Superproteção: um mal fantasiado de bem

Crianças nascem pequenas, frágeis, débeis, incapazes de sobreviver sem o cuidado dos pais ou de algum adulto que se responsabilize por elas e seu bem-estar. Diante dessa real fragilidade, os pais, rapidamente, ocupam o lugar de proteção de seus pequenos e assumem os cuidados necessários para que sobrevivam e possam crescer. 

Há, no entanto, um limite tênue nesse movimento, que muitas vezes acaba passando despercebido. Para que eles verdadeiramente cresçam e se tornem pessoas autônomas, capazes de cuidar de si mesmos, os pais têm que discernir com muita sabedoria os limites da proteção, cuidando atentamente para não superprotegerem os filhos. 

Formar pessoas é uma missão complexa e exigente. É preciso ter em mente os objetivos e trabalhar incansavelmente para alcançá-los. Mais ainda, é fundamental ter em mente que serão alcançados em longo prazo e que, exatamente por isso, é preciso determinação e persistência no caminho em busca deles. 

Quanto mais os pais quiserem proteger os filhos, livrando-os de todos os pequenos riscos e sofrimentos que se apresentam desde a mais tenra idade, menos autônomos e seguros eles estarão para enfrentar os desafios cada vez mais complexos que a vida apresentará. 

Exatamente por isso, é fundamental que a família favoreça a aquisição de autonomia por parte da criança, desde cedo. 

Quanto mais estruturada for a rotina e quanto mais bem implementados forem os hábitos, maior será a possibilidade de a criança assumir atitudes mais autônomas, tanto no que diz respeito ao autocuidado quanto ao cuidado do entorno. 

Quando pequenos, até aproximadamente 3 anos, ainda não têm critérios para decisões, porém, já têm capacidade de, por hábito e estímulo, assumir pequenas tarefas como: jogar fora a própria fralda, colocar no cesto sua roupinha suja, juntar seus brinquedos, contribuir com alguns encargos mais simples na casa (colocar guardanapos ou talheres na mesa, tirar o pó de algo etc.).
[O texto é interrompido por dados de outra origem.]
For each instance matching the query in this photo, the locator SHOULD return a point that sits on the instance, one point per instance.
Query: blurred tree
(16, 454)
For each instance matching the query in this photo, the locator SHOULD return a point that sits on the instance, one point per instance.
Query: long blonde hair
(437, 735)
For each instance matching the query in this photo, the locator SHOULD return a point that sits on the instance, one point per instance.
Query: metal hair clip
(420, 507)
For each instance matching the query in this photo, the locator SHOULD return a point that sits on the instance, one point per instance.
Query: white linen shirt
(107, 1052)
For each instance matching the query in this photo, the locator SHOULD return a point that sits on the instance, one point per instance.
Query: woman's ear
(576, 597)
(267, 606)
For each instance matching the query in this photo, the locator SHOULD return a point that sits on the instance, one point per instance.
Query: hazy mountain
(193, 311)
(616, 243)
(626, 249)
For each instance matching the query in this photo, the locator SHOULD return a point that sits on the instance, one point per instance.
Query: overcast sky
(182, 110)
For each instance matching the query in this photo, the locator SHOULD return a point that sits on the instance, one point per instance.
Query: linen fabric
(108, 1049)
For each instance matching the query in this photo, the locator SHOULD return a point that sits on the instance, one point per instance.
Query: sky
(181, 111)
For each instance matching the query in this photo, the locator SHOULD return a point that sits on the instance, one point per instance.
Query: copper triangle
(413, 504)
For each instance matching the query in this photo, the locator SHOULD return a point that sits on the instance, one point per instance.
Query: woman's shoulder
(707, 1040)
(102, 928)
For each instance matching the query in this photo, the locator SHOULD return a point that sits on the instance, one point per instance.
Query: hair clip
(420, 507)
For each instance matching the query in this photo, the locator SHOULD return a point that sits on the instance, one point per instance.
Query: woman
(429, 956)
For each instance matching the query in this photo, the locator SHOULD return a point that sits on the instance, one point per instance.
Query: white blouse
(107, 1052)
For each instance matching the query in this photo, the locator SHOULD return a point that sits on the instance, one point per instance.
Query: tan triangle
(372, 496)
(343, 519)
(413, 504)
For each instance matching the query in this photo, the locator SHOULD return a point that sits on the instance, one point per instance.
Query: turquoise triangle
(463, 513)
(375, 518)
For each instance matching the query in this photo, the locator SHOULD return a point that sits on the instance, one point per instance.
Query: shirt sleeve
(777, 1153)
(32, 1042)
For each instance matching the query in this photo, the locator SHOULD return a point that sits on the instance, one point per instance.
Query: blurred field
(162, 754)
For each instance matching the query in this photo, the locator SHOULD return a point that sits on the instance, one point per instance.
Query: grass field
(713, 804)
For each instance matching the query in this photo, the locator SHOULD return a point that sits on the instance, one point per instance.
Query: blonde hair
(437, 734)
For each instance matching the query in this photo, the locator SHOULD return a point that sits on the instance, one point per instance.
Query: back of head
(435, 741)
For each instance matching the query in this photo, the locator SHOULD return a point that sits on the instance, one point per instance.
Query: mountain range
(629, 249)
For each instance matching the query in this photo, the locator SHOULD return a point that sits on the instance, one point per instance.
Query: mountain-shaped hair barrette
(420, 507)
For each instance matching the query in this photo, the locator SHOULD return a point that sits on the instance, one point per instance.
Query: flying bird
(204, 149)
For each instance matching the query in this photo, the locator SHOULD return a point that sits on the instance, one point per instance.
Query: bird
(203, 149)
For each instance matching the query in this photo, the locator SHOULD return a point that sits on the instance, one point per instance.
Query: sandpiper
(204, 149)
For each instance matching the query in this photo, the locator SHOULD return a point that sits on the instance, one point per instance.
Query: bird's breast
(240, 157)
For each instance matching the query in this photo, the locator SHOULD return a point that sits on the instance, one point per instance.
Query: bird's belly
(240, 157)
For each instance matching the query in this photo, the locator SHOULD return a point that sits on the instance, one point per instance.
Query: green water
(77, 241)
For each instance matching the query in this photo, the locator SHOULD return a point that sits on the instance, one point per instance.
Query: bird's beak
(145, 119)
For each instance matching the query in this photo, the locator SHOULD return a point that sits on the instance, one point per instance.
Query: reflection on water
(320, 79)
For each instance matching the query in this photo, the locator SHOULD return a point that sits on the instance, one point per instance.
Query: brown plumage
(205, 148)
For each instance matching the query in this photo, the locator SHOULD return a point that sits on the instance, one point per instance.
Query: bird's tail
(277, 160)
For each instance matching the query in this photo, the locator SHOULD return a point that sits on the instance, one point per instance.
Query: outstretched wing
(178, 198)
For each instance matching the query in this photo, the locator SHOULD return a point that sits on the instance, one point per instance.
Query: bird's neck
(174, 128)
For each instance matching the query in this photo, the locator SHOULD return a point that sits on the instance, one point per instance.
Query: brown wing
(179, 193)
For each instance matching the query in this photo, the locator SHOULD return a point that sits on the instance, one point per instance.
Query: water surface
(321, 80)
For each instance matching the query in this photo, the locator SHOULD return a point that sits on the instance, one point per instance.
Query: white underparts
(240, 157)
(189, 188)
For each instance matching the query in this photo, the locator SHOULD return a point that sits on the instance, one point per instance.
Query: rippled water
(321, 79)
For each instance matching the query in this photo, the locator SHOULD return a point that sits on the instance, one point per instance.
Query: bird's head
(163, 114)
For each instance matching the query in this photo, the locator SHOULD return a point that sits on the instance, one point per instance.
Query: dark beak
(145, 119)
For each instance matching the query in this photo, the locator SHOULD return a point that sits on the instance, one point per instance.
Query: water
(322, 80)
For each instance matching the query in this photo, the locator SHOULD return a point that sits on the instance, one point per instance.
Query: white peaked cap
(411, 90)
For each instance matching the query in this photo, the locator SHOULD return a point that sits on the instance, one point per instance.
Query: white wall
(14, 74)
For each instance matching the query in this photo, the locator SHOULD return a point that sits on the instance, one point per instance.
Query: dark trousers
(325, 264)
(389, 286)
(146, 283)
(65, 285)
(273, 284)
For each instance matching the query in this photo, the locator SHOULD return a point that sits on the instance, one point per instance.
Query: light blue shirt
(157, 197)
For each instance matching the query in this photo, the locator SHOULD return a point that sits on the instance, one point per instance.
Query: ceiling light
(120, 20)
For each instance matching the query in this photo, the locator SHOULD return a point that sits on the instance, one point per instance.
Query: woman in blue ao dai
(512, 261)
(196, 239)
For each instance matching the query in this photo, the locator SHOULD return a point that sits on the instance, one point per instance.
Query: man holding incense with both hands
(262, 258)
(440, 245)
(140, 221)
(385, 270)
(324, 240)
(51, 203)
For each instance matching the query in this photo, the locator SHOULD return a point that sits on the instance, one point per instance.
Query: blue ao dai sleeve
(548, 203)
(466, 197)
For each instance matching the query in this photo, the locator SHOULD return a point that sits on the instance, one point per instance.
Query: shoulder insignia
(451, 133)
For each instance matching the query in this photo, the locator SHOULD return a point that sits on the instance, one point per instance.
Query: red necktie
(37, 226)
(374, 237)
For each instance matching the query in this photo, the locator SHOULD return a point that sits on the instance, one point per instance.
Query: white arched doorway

A partir dos 4 anos, essa listinha de atividades possíveis cresce rapidamente, uma vez que vão se tornando mais hábeis física e intelectualmente. Também é necessário para que cresçam em autonomia que sejam desafiados fisicamente, ou seja, que engatinhem, se arrastem, andem, corram, subam, desçam, mesmo que eventualmente caiam e cheguem a se machucar. Observar a capacidade dos filhos e permitir que enfrentem desafios compatíveis com ela é muitíssimo importante para que se tornem pessoas seguras, confiantes, autônomas e audazes. Encontro, frequentemente, crianças com dificuldades de locomoção, equilíbrio e destreza porque, com medo de que se machuquem, os pais ou responsáveis evitam que elas realizem atividades físicas absolutamente necessárias para seu bom desenvolvimento. 

É importante considerarmos, também, que muitas vezes os pais dificultam que as crianças assumam posturas mais autônomas não exatamente por superproteção, mas por falta de tempo ou por impaciência, afinal, esperar uma criança pequena trocar de roupa, colocar uma meia ou mesmo ajudar a colocar a mesa custa, especialmente neste mundo que valoriza a rapidez em tudo o que se faz. 

Quando os pais superprotegem os pequenos e evitam que corram riscos ou assumam pequenas responsabilidades, seja por medo que se machuquem, seja por falta de paciência no processo educativo, estão, na verdade, formando pessoas dependentes, fracas, que esperarão soluções mágicas e externas para seus possíveis problemas. 

Para uma boa formação, é necessário medida até mesmo na proteção que se oferece aos filhos – não permitir que corram riscos graves é correto, porém, é preciso exercitá-los diariamente a se tornarem capazes de enfrentar as mais diferentes situações por si mesmos –, caminho longo e exigente, mas que conduz a um resultado seguro: pessoas autônomas e verdadeiramente livres.